Three years after beginning what eventually would take countless hours of hard work, Micheline Aharonian Marcom is finished. In 1997, Marcom began writing her debut novel, Three Apples
Fell From Heaven, which she completed just last year. But don’t let the title fool you…this is not just another book written by an Armenian on Armenian folklore, as the title might suggest. No, this is a masterpiece of historical fiction based on the Armenian genocide. The reason for its title, Marcom explained during her lecture, co-sponsored by the Armenian Students Organization and Armenian Studies Program, is that there are many myths surrounding the genocide, and the Turkish government still considers it to be simple Armenian myth, as they continue to deny what the rest of the world realizes to be the first genocide of the twentieth century. It is for this reason that the book is so titled, Three Apples Fell From Heaven, so that this piece of historical fiction may combat the “myth” of the Armenian genocide.
This work, which has received rave reviews by various scholars and literary critics, was introduced to the students of CSU Fresno and the people of the Fresno community on Tuesday, November 27th, as Marcom gave a reading from her work, which was followed by a “question and answer” session. As Marcom read excerpts from her book those in the auditorium listened, and reminisced of the stories told to them by their parents and grandparents who endured the genocide. So powerful was her choice of words and so clear was her message that some in the auditorium were moved to tears, while the rest of us simply sat in silence on the edge of our seats. Marcom’s powerful work, Three Apples Fell From Heaven, tugs at the heart and causes all to remember the plight of the Armenians who faced the genocide.
Marcom’s original goal was to write a historical novel based on the life of her grandmother, who survived the genocide. However, as Marcom continued to educate herself on the genocide, she read manuscripts, memoirs, and biographies of those who faced the killings and abuse of the Ottoman Turks, and who had lived to tell about it; she began to realize that so many different groups of people weren’t represented in Armenian genocide accounts. As a result, she began to write fictional accounts of what others faced, basing these accounts on the cruel facts she had taken from her research. Three years later, she ended up with a literary work much different than what she had originally planned. It was no longer a novel based on the suffering that her grandmother had encountered, but a novel of the sufferings of countless Armenians, both men and women, young and old.

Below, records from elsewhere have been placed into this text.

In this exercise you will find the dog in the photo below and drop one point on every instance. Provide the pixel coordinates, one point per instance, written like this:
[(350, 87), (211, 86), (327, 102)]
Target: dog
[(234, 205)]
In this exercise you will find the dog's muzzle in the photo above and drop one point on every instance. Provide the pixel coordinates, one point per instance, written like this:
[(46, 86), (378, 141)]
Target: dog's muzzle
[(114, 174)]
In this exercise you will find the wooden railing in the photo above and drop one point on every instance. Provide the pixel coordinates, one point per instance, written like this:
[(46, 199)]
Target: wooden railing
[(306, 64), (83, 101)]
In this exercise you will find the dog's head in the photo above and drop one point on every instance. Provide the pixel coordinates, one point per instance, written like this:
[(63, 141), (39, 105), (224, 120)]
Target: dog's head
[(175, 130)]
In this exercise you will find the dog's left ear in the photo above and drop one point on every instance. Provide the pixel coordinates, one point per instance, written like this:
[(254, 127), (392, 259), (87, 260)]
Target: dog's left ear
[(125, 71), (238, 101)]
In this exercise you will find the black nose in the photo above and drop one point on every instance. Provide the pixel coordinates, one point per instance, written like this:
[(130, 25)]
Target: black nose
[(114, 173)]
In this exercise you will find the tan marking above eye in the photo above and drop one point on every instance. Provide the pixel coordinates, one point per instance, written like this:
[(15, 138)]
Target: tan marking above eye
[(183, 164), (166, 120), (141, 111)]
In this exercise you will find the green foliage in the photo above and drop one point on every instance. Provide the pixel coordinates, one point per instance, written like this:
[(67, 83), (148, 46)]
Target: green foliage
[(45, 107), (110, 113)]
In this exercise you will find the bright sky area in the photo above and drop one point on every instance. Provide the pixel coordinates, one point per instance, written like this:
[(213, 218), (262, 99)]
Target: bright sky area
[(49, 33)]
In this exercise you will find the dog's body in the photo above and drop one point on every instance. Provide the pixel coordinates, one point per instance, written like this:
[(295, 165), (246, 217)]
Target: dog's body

Marcom’s stories come alive as the reader finds characters faced with the grim reality that they must give their babies up to exposure, since they could not survive on the death marches. Other accounts tell of the multiple times Turkish soldiers searched women, stealing all possessions worth any monetary value, and then raping them. There are stories of a boy who hid in his mother’s attic to escape the wrath of the Turkish soldiers; another story tells of the Armenian girl, Anaguil, who was cared for by Turkish neighbors after her parents were killed… this young girl was Marcom’s grandmother. Marcom’s novel deals with a wide variety of people from different places in society; yet they all share a common bond: in one way or another, the Armenian genocide has forever changed their lives.
During the “question and answer” time, a number of observations were made regarding how genocide survivors have responded to the genocide. Marcom explained that many deal with the genocide by constantly speaking of it, as a means of finding healing; others simply say nothing, apparently too ashamed to discuss the grim reality that more than one million Armenians were murdered during the systematic killings that took place, beginning in 1915. The discussion is somewhat reminiscent to the one that takes place in Michael Arlen’s famous novel, Passage to Ararat, as he describes for readers in great detail the themes of shame and frustration that many Armenians have faced, and still continue to face.
Yet Marcom’s lecture came to a warm end, as she discussed the necessity of her work, and that of related works. Marcom explained that we cannot forget what has happened, because it is part of who we are as Armenians. Three Apples Fell from Heaven is a great work which neither points blame nor makes a plea for pity. It simply tries to tell the stories of those whose stories one would never have known, except for the reading of this work. Just as the author’s reading was stimulating and well worth the while, Marcom’s novel, is well worth the literary praise that it has received, and will continue to receive.
The lecture was funded, in part, by the Associated Students at Fresno State.